Based on the main findings summarized in the first paragraph of the Discussion, I feel confused and not very convinced how the authors could come to the conclusions that “intervening on self-perceived loneliness - an influential variable across all participant groups which may have improved during the easing of lockdown - may break the negative associations between paranoia/schizotypy and negative mental health symptoms, but externalizing symptoms may still remain.”

In the second paragraph, the authors tried to explain why schizotypal traits were correlated with loneliness. The results that “both paranoia and the interpersonal dimension of schizotypy were strongly associated with loneliness in the network” could support the two interpretations proposed by the authors.
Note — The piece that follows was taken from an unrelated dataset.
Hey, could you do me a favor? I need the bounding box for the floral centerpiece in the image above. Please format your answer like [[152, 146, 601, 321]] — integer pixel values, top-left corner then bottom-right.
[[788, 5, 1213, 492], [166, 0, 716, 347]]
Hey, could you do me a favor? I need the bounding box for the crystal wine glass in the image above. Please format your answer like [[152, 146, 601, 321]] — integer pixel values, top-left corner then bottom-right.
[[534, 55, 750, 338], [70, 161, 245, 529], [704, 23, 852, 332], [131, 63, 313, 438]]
The authors used two entire paragraphs to explain the changes in self-reported loneliness during the pandemic. I agree this is an interesting finding but I cannot see why and how this result contributes to the main purposes of the current study. Maybe more emphasis should be put on the bridge function of loneliness linking schizotypal traits and mental health outcomes. (Moreover, I feel it hard to understand why individual differences could explain the evolution of self-perceived loneliness.)

Although loneliness may serve as a bridge symptom in the network, loneliness was not the node with the highest strength. Both depression and anxiety had high centrality in the network. Targeting the node with the strongest influence can lead to significant changes of the network structure and the levels of other symptoms. Therefore, should we also consider the interventions targeting depressive and anxiety symptoms?
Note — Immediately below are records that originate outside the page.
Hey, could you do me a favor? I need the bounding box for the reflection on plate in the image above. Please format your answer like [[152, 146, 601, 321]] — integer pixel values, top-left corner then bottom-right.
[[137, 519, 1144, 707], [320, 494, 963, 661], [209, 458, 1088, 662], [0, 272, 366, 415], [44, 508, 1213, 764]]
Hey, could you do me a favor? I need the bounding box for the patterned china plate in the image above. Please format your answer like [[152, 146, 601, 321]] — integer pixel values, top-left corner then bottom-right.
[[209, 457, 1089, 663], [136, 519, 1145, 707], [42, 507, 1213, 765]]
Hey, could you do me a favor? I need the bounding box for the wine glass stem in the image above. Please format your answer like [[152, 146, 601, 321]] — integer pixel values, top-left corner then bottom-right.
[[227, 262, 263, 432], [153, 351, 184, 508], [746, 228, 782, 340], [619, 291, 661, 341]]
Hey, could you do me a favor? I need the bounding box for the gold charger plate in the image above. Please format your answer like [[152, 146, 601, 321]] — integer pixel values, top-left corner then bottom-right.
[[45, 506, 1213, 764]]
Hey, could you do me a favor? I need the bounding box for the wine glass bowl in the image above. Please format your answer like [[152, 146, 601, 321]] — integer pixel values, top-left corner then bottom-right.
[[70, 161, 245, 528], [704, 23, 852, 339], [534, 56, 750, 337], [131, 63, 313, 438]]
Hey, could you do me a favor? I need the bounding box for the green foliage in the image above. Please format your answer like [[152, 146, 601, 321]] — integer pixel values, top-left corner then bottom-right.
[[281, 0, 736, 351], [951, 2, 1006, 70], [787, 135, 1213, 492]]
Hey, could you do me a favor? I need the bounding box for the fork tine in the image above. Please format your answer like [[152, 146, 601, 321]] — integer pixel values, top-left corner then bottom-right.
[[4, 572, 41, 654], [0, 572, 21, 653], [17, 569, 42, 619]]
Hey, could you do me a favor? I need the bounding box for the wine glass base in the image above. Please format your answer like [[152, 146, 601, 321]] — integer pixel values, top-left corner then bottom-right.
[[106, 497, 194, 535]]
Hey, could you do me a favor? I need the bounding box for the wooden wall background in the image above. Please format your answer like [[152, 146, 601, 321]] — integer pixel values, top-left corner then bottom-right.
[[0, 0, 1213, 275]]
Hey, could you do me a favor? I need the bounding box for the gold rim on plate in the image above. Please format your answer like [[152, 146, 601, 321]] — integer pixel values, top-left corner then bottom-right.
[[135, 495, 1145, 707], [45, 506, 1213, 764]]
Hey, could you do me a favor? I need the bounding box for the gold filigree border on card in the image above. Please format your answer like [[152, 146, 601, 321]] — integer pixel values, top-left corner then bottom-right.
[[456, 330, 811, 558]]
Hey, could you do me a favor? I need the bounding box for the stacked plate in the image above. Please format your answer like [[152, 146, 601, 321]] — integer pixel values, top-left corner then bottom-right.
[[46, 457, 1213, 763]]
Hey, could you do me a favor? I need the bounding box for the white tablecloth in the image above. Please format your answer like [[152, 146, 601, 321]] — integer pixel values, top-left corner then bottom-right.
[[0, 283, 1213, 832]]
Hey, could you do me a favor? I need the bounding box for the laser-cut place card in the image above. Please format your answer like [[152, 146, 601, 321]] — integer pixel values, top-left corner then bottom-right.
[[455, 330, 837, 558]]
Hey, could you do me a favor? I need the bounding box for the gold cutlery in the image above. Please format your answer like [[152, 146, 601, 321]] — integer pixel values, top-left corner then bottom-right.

The authors did not discuss the results of the more densely connected network for individuals with high schizotypal traits compared with individuals with low levels of schizotypy/social mistrust. This is an interesting finding worth more detailed discussion.

Minor issues:

Introduction:

Page 4 line 1, “both of which……” It is unclear what constructs the authors were referring to. Are they “paranoia and schizotypal traits”?
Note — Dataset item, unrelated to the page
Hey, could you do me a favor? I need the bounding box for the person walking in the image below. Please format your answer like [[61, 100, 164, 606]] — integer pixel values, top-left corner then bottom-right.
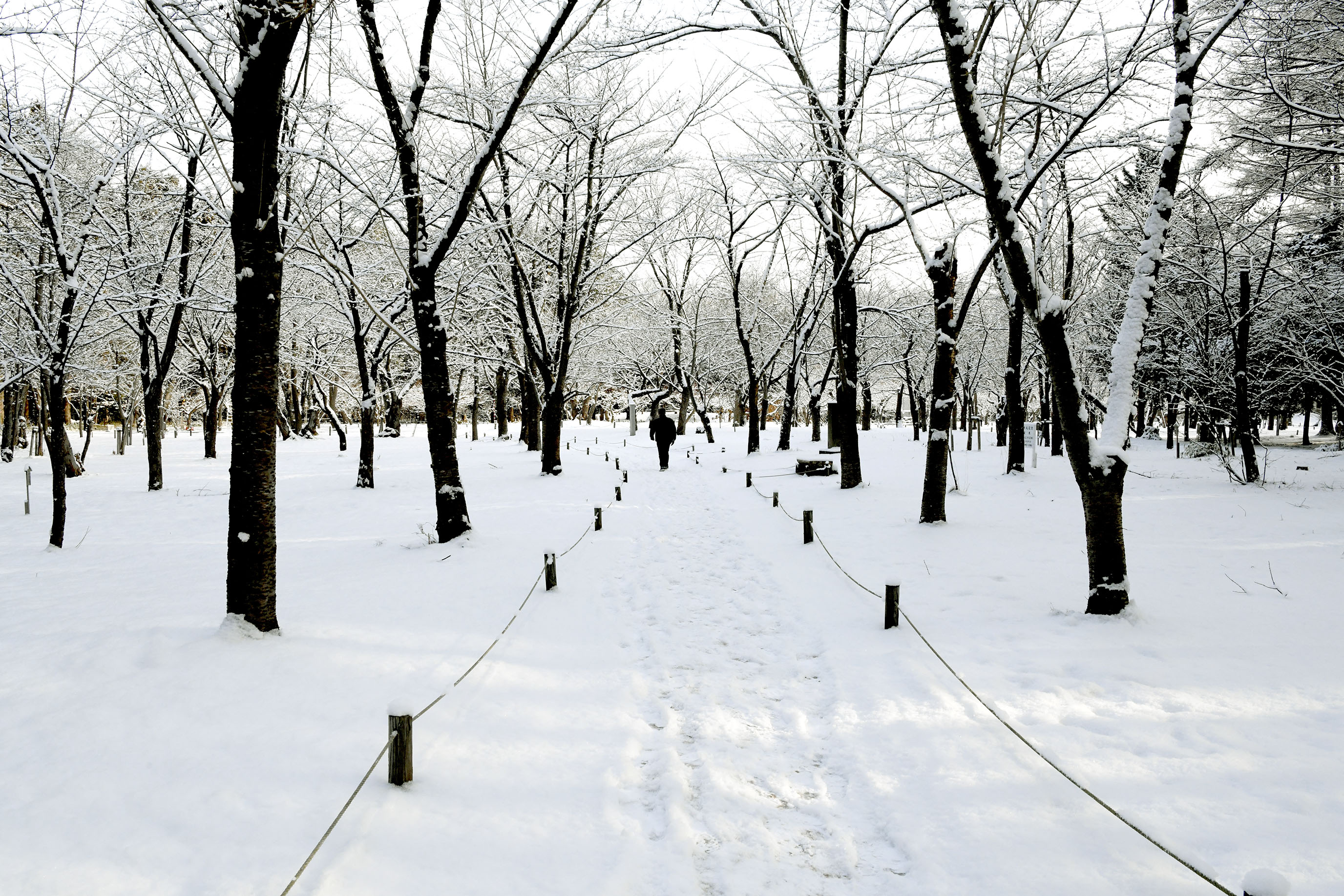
[[649, 407, 676, 470]]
Page 4 line 9 (“It is conceivable……”) The second paragraph in the Introduction provided evidence to show the COVID19 pandemic caused heightened levels of social distrust. However, it seems a bit far-fetched to come to the hypothesis that “lockdown will have a bigger effect for individuals with higher levels of schizotypal traits and paranoia compared to their peers”.

Page 4 the last two lines: “a similar group reported increases in schizotypal……” This sentence is ambiguous and I am not sure what “a similar group” meant. Does the author mean “a similar proportion of individuals reported increases in schizotypal traits (compared with the proportion of individuals reporting the experience of schizotypal traits for the first time)”? In addition, the work from Knoelle and colleagues (2021) is not in the References list. Please add this reference.

Page 5 2 nd paragraph (the one to introduce the network analysis) line 4: What does “comparison across interactions ” mean?

Page 6 the 2 nd hypothesis “the social network”?

Methods:

Page 7 line 2 “two waves of data collection” should be “three waves”

Page 8 2.2.1 Why the total score of the SPQ-B ranges from 0-44 (not 0-22)? Also for the loneliness questionnaire, why the score range is 20-77 but not 20-80? Please check.

When calculating the internal consistency of all the scales in this study, which wave of the data did the authors use?

Page 10 2.3 Data analysis The authors showed bivariate relationships for Wave 2 data in Table3. It should be the results of Wave1, right?

Page 11 NCT paragraph – “The significance threshold was set at p or adjusted p< 0.05”?

Results:

For table 4 and 5, please add in the notes what the BOLD characters indicate.

Page 17-18: “network structure invariance test: M; global strength invariance: S” Should clearly state what the M and S referred to.

Discussion:

Page 21 “Whether this is purely due to the COVID easing of restrictions taking place during time 3….” It is unclear what “this” refers to in this sentence.

Page 22 Ill-formed sentence: “This may suggest that there are individual differences in the length of lockdown on self-perceived levels of loneliness ……”

Page 22 the last line: “This was not measures….” Should be “measured”



Note:
This review refers to round of peer review and may pertain to an earlier version of the document.